Hobbes is concerned mostly with society having a way to get out of the state of warre (p. 93).  This is about the worst thing ever, and Hobbes models it as the anarchy we have seen in places like post-Katrina New Orleans, where the structure of society has failed to function and people are in a constant state of survival (and not sleeping).  People have no way to even think about possessions until the social contract to a sovereign (see page 70: “In such a condition [of warre], there is no place for industry” and because they sleep).  His Sovereign keeps people in line because they all agree that they need to be kept in line for the good of the whole.  Since people are secure, they should be happy under the sovereign, and, of course, have no way out.

Locke, on the other hand, is mostly focused on property.  Although property does involve self (as Locke is just as keen as Hobbes to define everything), it is also possible BEFORE official social-government contracts.  Unlike Hobbes, there is the pre-existing social structure we talked about in class, one that has money and the possibility of trade, just no way to preserve ownership.

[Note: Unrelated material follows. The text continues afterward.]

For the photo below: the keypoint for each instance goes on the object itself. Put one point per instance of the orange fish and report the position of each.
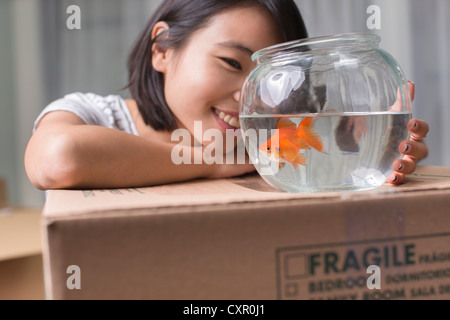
(291, 139)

So this social contract is designed purely for the preservation of possession (again, including self).  The ego-centricity of people under Locke’s system is intriguing: they have to fully give themselves to their supreme leader, but they also have ways out; their entire agreement is kind of for the good of the community, but is mostly for the good of themselves; everyone is specifically given reign over their own property, even little children.  I have a feeling that the Rousseauean idea of the state of nature being entirely anti-social stems from Locke’s creation of an enforced social structure based upon every man/woman having individual possessions and undisputed right to them.  Locke’s shiny description of State of Nature is very much like Hobbes’s, except people have figured out how to be possessive of themselves and their apple trees.  

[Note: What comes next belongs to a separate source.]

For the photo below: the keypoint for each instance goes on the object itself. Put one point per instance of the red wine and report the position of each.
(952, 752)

In his state of nature (if state of nature is applied to post-Katrina New Orleans), though, I think the looting would be slightly less, mostly because Locke’s people would be reasoning whereas Hobbes’s people would be trying to get everything they could hold until they fell asleep.  I still think Locke’s people might not even take more than one pair of shoes from the flooded shoe store, whereas Hobbes’s would probably take many.  Although both would be looting, Locke’s people might reason more that everyone was entitled to just what they need, but Hobbes’s would be very pro taking everything they wanted.

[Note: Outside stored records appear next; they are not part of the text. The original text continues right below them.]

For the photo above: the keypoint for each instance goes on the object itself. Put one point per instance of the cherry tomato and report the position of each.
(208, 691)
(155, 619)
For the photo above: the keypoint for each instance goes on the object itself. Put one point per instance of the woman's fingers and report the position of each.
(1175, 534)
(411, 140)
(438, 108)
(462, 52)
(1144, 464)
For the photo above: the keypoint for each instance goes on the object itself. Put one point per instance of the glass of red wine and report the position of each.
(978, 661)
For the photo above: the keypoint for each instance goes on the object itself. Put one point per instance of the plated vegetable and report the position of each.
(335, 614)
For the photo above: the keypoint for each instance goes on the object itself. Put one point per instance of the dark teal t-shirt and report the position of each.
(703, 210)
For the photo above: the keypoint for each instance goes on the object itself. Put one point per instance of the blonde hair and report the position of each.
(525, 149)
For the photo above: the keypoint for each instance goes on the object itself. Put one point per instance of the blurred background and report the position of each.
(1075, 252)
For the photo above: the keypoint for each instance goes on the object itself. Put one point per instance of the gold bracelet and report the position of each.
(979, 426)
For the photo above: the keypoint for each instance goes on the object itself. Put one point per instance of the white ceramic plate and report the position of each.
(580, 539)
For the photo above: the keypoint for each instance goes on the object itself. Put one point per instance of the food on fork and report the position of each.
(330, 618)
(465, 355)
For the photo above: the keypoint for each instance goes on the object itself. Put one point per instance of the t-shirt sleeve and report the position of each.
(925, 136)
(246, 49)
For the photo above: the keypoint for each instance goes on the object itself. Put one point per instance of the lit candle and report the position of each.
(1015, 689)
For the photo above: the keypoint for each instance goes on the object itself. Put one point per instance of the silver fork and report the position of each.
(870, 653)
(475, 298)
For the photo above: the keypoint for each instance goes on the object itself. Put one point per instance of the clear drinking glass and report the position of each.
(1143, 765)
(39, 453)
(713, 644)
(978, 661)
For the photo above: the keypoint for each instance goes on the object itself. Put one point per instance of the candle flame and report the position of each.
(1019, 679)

That said, I was watching Miracle on 34th Street (probably WAY too early in the fall season), and it made me smile when Mara Wilson’s character (yes, the remake), brought the judge a card in which there was a dollar bill with the words “In God We Trust” circled in a festive red.  It reminded me that we are SO Lockean (excepting that children having rights to their own property, which seems to be a big problem for those children who actually have property independent of their parents (ie. Child stars) who are seemingly always in lawsuits over their rightful belongings – to make the parenthetical longer, I will cite “Paternal Power is where minority makes the child incapable to manage his property” (Locke, 384).  Very interesting that he chooses to use the active verb “to make,” even after he says specifically that “The Power of the Father doth not reach at all to the Property of the Child, which is only in his own disposing” (Locke, 381).), and also made me think about the topic of money that we touched upon in class.  Money (or shiny rocks) is not a possession according to Locke, because it requires no energy (labor) to acquire, and yet we agree that it has great worth.  I don’t think that money (or shiny rocks) would work for atheists if they were to seriously consider the implication of money as purely a representation of something else.  The words on our dollar remind us that we, as a country (a Lockean one) believe in something of which we have no evidence, just as we believe that money (a piece of paper or a shiny rock, even a business card sized piece of plastic) exists.  The fact that I can hand someone a dollar bill conveys to them the idea that I have labored at something, and the bill is a representation of that I posess (from my labor).  However, my ownership of the bill itself could be disputed – but thanks to Locke and his tremendous influence on our fair government, that dispute (or war) would have a fathomable end.